2 Replies Latest reply on Sep 4, 2015 5:38 PM by Stephen Callegari

    Mapping buckled mode shape into mesh for non linear buckling analysis

    Stephen Callegari

      Is there a means to map the buckled mode shape from an eigenvalue buckling analysis to a shell mesh of a pipe?

      This is one way of modeling a perturbation for a non linear buckling analysis.

       

      Other softwares can take the node location of the buckled mode shape and remesh to induce a

      perturbation in the column to get the bucklign started in a nonlinear analysis.

       

      If anyone has a literature reference for another method of inducing the perturbation, say by a force.

      that would be helpful as well.

       

      Thanks,

       

      Steve

        • Re: Mapping buckled mode shape into mesh for non linear buckling analysis
          Janko Stellaard

          Hi Steve,

           

          Interesting question. I don't think it is possible in SW Sim unless you apply a force that activates the buckling in the desired direction. Maybe you could try to check the eigenfreq in a frequency study. Buckling should occur when the eigenfreq is equal to zero. Would be trial and error though.

           

          I cant help you with literature.

           

          Janko Stellaard

          Cadmes BV

          The Netherlands

          • Re: Mapping buckled mode shape into mesh for non linear buckling analysis
            Stephen Callegari

            Janko,

             

            Thanks for the reply.
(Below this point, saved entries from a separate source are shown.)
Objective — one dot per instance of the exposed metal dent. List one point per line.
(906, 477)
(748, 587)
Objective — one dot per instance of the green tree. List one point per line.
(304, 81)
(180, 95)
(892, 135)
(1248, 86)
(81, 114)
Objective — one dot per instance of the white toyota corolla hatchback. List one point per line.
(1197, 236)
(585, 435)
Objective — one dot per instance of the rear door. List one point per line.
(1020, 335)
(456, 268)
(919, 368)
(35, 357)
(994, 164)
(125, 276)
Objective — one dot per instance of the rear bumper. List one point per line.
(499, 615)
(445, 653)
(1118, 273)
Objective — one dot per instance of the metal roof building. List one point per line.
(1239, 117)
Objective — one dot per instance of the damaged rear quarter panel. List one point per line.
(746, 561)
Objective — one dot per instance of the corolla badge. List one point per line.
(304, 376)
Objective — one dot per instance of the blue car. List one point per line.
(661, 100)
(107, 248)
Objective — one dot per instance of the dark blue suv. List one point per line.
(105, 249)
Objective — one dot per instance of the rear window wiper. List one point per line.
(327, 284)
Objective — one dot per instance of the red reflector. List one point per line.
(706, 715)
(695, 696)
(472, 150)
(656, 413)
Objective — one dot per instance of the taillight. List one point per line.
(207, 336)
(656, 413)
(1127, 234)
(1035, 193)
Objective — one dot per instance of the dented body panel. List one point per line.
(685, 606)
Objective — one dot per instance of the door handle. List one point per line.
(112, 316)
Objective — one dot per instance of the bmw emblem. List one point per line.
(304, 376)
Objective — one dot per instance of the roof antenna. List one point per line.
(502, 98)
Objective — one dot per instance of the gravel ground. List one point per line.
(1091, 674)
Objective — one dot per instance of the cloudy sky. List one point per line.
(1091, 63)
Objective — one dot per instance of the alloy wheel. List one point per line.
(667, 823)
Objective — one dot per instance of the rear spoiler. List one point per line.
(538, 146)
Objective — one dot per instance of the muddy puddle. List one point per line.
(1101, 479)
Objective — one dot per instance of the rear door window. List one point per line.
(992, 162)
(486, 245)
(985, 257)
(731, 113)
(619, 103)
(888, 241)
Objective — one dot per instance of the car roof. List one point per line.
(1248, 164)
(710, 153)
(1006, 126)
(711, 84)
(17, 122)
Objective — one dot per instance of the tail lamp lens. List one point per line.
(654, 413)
Apparently, this technique is pretty robust.

            As I am sure you aware, the issue with nonlinear buckling is we need a "small"

            disturbance in geometry or load to induce the buckling process.

            The reason for this is, our FEA geometry is "perfect" and in reality the geometry is not.

            Also, the "perfect" FEA geometry and loading  needs a "kickstart" to the buckling process.

            Ovality in pipe, eccentricity of loads, and other manufacturing defects all contribute to an imperfect geometry or load

            which causes the structure to buckle sooner than if modeled with a linear buckling analysis with perfect geometry.

            The question then is how much disturbance load is required to design for non linear buckling.

            We dont want too large or too small of a disturbance.

             

            There are a couple of workarounds for applying the "disturbance" I am testing based on a literature search as follows:

             

            1. Apply a lateral load  (to induce buckling) with a magnitude of 0.50% of the buckling load found the eigenvalue (linear) buckling solution.

            2. Apply a lateral load such that the deflection by the lateral load is equal to ~L/300. Where L is the unsupported span.

             

            Does anyone have any comments or suggestions?